The diagram depicts a house composed largely of corners and yet the house for some reason appears circular, at least in the short stories if not in the diagram. The things that happen in this house seem to already have happened. Even the translators on one occasion make a remark to the writer’s family that they feel that they have traversed not only space but also time. The family can only but agree, for the writer has not picked up his pen in over twenty years as a result of a stroke that left his right side impaired. The house, the writer contends, is just as he left it. No more writing happens here and yet this English language edition of his first collection of short stories sparks the writer’s curiosity.
With the book sitting open on a chair in the central courtyard, it occurs to the writer that the house in the book is yet another home within a larger one.
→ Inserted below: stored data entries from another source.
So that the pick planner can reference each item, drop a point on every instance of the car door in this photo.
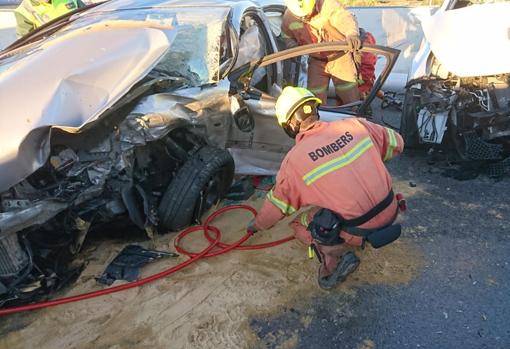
(266, 142)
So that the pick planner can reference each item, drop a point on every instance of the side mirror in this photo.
(243, 119)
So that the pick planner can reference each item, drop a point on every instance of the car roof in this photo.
(130, 4)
The writer fancies writing about this new version of his own home and in order to do so makes himself small, so much so that no one can find him in the courtyard or for that matter anywhere else hidden in the house.
While the writer is making himself comfortable in this small house, as if in a nest, the translators with the help of the writer’s family are desperately searching for him in the drawers, chests, wardrobes, and in the cold cellars spread across many dull winters. Perhaps, this endless commotion, alone, is what gives the house its circular aspect.
The translators of this new English language edition clearly underestimated the seduction of their own constructed diagram and the appeal it would have for this writer. They are already beginning to regret having come here at all, wandering aimlessly down the hallways, getting lost in the round corners.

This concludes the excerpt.